Department of Cardiac Surgery, Centre Cardiologique du Nord de Saint-Denis, Paris, France.
Department of Cardiovascular Surgery, University Campus Bio-Medico of Rome, Rome, Italy.
Ann Thorac Surg. 2019 Aug;108(2):536-543. doi: 10.1016/j.athoracsur.2018.12.030. Epub 2019 Jan 23.
Mitral valve repair (MVr) combined with papillary muscle approximation (PMA) may improve repair durability in severe ischemic mitral regurgitation (MR), when compared with MVr alone. We sought to identify preoperative transthoracic echocardiographic markers associated with MR recurrence after MVr with PMA.
A post-hoc analysis was performed on patients with severe ischemic MR who underwent coronary artery bypass graft surgery with MVr with PMA in the papillary muscle approximation randomized trial. The PMA was performed utilizing a 4-mm polytetrafluoroethylene graft placed around the papillary muscles. Linear regression analyses and receiver-operating characteristic curves were used to identify echocardiographic variables and diagnostic models associated with recurrent MR.
There were 48 patients with a mean age of 63 ± 7 years, a left ventricular ejection fraction of 35% ± 5%, and a left ventricular end-diastolic diameter of 63 ± 3 mm.
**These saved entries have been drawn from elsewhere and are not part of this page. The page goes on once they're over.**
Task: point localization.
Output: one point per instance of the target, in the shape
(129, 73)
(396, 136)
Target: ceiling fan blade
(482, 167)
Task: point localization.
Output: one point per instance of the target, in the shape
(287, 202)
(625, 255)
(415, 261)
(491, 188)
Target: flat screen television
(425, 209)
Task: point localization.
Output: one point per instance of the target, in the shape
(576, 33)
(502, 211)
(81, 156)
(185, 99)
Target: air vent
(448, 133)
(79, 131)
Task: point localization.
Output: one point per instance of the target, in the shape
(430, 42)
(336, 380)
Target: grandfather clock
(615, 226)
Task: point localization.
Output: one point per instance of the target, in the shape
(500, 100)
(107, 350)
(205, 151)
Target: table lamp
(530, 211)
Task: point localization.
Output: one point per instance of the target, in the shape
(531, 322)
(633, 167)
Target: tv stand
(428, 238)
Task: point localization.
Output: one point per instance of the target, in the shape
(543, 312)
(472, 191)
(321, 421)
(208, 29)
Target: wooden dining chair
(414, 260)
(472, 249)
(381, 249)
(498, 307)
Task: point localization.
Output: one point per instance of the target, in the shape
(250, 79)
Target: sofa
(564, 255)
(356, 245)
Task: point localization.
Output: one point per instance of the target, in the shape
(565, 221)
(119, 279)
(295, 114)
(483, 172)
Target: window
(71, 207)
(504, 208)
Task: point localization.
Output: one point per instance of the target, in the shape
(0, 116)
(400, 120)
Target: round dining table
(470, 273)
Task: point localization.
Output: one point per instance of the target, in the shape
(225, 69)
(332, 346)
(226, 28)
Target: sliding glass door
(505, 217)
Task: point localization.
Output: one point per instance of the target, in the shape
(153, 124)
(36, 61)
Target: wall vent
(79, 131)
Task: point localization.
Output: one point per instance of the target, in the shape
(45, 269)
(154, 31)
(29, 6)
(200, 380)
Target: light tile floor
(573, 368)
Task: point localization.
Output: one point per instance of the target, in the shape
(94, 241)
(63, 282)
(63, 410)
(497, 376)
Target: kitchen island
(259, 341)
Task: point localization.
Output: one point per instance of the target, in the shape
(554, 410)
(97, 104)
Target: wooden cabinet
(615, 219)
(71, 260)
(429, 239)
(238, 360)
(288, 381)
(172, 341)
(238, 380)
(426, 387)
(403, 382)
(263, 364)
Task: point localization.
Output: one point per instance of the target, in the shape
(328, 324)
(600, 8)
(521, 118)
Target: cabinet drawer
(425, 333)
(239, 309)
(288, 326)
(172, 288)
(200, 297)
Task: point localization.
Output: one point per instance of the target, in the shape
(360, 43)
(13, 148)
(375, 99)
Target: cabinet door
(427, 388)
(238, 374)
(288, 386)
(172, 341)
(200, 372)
Of these, 37 patients had baseline and 5-year follow-up echocardiograms, with moderate-to-severe MR recurring in 27%. Linear regression analyses revealed associations between preoperative pulmonary artery systolic pressure (standardized beta coefficient, β = 0.49/mm Hg, p = 0.002), MV tenting area (β = 0.47/cm, p = 0.004), a symmetric MV tethering pattern (β = 0.44, p = 0.007), and left ventricular end-diastolic diameter (β = 0.37/mm, p = 0.02) with follow-up MR grade. The presence of both MV tenting area 3.1 cm or greater (area under the curve 0.822) and left ventricular end-diastolic diameter of 64 mm or greater (area under the curve 0.801) was the most robust discriminative model for moderate-to-severe MR recurrence (specificity 92%, sensitivity 69%, area under the curve 0.804, p = 0.003).
In patients undergoing coronary artery bypass graft surgery with MVr plus PMA, the extent of baseline MV apparatus and left ventricle geometric remodeling identifies patients at increased risk for MR recurrence.
与单纯二尖瓣修复术(MVr)相比,在严重缺血性二尖瓣反流(MR)患者中,二尖瓣修复术(MVr)联合乳头肌靠拢术(PMA)可能会提高修复的耐久性。我们旨在确定与 MVr 联合 PMA 后 MR 复发相关的术前经胸超声心动图标志物。
对接受冠状动脉旁路移植术联合 MVr 联合 PMA 的严重缺血性 MR 患者进行了一项事后分析。在乳头肌靠拢随机试验中,采用 4mm 聚四氟乙烯移植物环绕乳头肌进行 PMA。线性回归分析和受试者工作特征曲线用于确定与复发性 MR 相关的超声心动图变量和诊断模型。
共有 48 例患者,平均年龄为 63±7 岁,左心室射血分数为 35%±5%,左心室舒张末期直径为 63±3mm。其中,37 例患者有基线和 5 年随访超声心动图,27%的患者出现中重度 MR 复发。线性回归分析显示,术前肺动脉收缩压(标准化β系数,β=0.49/mm Hg,p=0.002)、MV 帐篷面积(β=0.47/cm,p=0.004)、对称 MV 牵伸模式(β=0.44,p=0.007)和左心室舒张末期直径(β=0.37/mm,p=0.02)与随访时的 MR 分级之间存在相关性。MV 帐篷面积大于或等于 3.1cm(曲线下面积 0.822)和左心室舒张末期直径大于或等于 64mm(曲线下面积 0.801)的存在是中度至重度 MR 复发的最具判别力的模型(特异性 92%,敏感性 69%,曲线下面积 0.804,p=0.003)。
在接受冠状动脉旁路移植术联合 MVr 和 PMA 的患者中,基线 MV 装置和左心室几何重构的程度可识别出 MR 复发风险增加的患者。